Protocol comparison (high‑level)
| Protocol | Latency profile | Operational complexity | When to prefer |
|---|---|---|---|
| NVMe-oF (RDMA/RoCE) | Lowest latency, best tail behavior | Requires RDMA networking expertise, switch config | Synchronous training, small batch inference, lowest stall rates |
| NVMe/TCP | Moderate latency, simpler ops | Runs on standard IP networks, easier troubleshooting | Scale-out with simpler ops, heterogeneous environments |
| iSCSI / FC | Higher latency, legacy | Simpler for block semantics, less common for GPU workloads | Brownfield with existing SAN investment |
Quick evaluation matrix (example checklist items)
| Criterion | Why it matters | Pass indicator |
|---|---|---|
| GPU utilization linkage | Ensures storage improves application throughput | Vendor demonstrates end‑to‑end test linking GPU busy time to storage metrics |
| Reproducible benchmarks | Avoids marketing numbers | Provides scripts and data to reproduce results in your lab |
| p99/p99.9 latency under mixed load | Predictability for synchronization | Documented p99/p99.9 under a mixed-concurrency test |
| QoS and multi‑tenant isolation | Prevents noisy neighbor effects | Per-volume reservations & isolation tested |
| Non‑disruptive upgrades | Operational continuity | Rolling upgrade demo or documented plan |
| API/automation support | SRE automation | REST/gRPC + Terraform/Ansible modules available |
Evaluation plan and procurement scoring
- Stage 1: Requirements capture (map GPU efficiency targets to storage metrics).
- Stage 2: RFP with scripted, reproducible workload tests, including worst‑case concurrency.
- Stage 3: Lab proof‑of‑concept: run your production training/inference pipelines for 1–2 weeks.
- Stage 4: Pilot roll‑out to a subset of cluster nodes, measure rebuilds and upgrades.
- Stage 5: Full procurement with contractual SLAs and runway for upgrades.
Vendor considerations and real‑world fit
When vendors pitch “make every GPU earn its keep,” verify the evidence. For example, some disaggregated all‑flash appliances target GPU farms specifically with validated benchmarks and integration tooling. One such vendor positions an all‑flash disaggregated appliance focused on GPU utilization for training and serving.
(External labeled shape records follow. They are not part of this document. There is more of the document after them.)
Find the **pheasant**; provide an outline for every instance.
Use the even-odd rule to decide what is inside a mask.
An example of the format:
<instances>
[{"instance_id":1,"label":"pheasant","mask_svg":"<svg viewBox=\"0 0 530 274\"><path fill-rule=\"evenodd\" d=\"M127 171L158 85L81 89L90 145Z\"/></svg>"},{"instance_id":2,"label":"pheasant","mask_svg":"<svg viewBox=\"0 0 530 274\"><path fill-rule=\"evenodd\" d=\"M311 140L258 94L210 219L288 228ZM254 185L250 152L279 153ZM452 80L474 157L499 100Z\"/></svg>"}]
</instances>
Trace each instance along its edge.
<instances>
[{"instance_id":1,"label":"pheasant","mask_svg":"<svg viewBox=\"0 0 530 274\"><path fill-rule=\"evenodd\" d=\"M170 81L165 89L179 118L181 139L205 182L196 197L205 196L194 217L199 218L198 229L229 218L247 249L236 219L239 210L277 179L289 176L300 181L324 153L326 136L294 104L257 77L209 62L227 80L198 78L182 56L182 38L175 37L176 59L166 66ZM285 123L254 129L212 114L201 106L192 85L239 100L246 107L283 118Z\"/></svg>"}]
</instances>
Evaluate claims against the checklist above, and insist on lab proofs with your software stack and datasets.
Key takeaways
- Map storage metrics directly to GPU utilization targets and require testable SLAs.
- Prioritize p99/p99.9 tail latency and QoS controls for synchronous training and multi‑tenant inference.
- Test both NVMe-oF (RoCE) and NVMe/TCP with your network and OS stack to determine operational tradeoffs.
- Insist on reproducible benchmarks, documented upgrade paths, and clear RTO/RPO behavior.
- Include power, cooling and lifecycle costs in TCO calculations — raw flash cost is only part of the story.
Procurement of disaggregated GPU‑accelerated storage must be driven by measurable goals (GPU uptime, throughput, predictability) and validated by reproducible tests on your stack. Use the checklist above as your RFP baseline and require vendors to demonstrate their claims under your workloads.